Chan also made the case that it is impossible to trust China to grant true autonomy via “One Country, Two Systems.” Beijing agreed to the policy in 1997, following the United Kingdom’s surrender of Hong Kong to China, vowing to respect capitalism and democracy in Hong Kong so long as Hong Kong did not try to secede and form its own country.
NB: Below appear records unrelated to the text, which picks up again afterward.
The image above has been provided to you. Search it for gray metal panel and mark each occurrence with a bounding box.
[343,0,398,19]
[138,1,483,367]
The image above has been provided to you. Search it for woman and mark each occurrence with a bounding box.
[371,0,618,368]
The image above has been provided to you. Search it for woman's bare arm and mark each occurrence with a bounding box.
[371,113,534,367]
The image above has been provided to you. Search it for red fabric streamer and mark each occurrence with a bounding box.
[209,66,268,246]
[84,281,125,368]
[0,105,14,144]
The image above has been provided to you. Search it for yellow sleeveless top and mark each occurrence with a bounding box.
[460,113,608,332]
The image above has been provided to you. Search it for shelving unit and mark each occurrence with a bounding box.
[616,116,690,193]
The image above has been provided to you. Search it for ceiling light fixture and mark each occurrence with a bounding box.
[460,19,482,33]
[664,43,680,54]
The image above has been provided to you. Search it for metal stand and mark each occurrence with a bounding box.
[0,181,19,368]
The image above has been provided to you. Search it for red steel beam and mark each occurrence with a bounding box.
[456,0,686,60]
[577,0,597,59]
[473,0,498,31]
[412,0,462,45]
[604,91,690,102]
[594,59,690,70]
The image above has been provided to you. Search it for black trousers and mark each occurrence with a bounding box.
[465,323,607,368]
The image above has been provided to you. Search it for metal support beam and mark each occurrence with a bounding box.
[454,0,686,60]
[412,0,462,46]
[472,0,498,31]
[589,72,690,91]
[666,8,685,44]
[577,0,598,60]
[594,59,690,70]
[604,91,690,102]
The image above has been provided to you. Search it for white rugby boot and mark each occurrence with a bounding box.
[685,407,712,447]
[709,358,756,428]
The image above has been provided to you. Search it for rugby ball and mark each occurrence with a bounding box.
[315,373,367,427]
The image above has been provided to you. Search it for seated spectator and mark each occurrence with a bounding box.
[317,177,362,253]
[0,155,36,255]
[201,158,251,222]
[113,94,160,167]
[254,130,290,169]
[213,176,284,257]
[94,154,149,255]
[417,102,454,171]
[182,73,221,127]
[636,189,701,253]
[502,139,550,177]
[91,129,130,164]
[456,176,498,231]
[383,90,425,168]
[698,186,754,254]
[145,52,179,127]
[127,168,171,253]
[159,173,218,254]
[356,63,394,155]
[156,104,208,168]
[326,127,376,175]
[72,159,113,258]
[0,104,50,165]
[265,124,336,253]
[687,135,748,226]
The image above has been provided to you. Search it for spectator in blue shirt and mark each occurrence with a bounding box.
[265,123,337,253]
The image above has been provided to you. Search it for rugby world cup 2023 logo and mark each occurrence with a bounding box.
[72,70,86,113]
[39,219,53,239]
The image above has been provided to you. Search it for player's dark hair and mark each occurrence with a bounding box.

“When we deal with China, we must [be] aware that they always lie and do not obey the contracts. Tibet, Xinjiang, and Inner Mongolia all are autonomous regions and they were promised to have autonomy. However, ‘autonomous regions’ means colonies in reality. People and culture are being erased from the soil,” Chan said. “’One Country, Two Systems’ is the same case. We were promised to have autonomy, but we are being colonized instead. The only way for Hongkongers to achieve democracy is to become independent instead of seeking autonomy under the rule of China and falling into [Beijing’s] trap.”

The Nobel Committee confirmed this month that it had received Chan’s official nomination, submitted by Professor Jason Michael Morgan of Japan’s Reitaku University with support from Hidetoshi Ishii, vice president of the Free Indo-Pacific Alliance. Nobel Peace Prize nominations must come from individuals meeting one of a set of criteria, among them university professors, members of national lawmaking bodies or governments, or prior winners of the Nobel Peace Prize.

“Identifying as a Hongkonger, he yearned for his motherland to be a country of freedom and democracy instead of authoritarianism. Andy Chan Ho-Tin’s ideas caught fire in the hearts of other young Hong Kongers — today, approximately 80 percent of young people in Hong Kong recognize themselves as Hongkongers, not Chinese,” Morgan wrote in his nomination letter. “Since June of 2019, young people in Hong Kong have been embroiled in an existential struggle for basic civil rights, such as the right to a fair trial, the right to a jury trial, and the right to assemble and exchange ideas. The Hong Kong police force and other mainland security forces have responded to Hong Kongers pleas for peace and democracy with violence, intimidation, and mass arrests.”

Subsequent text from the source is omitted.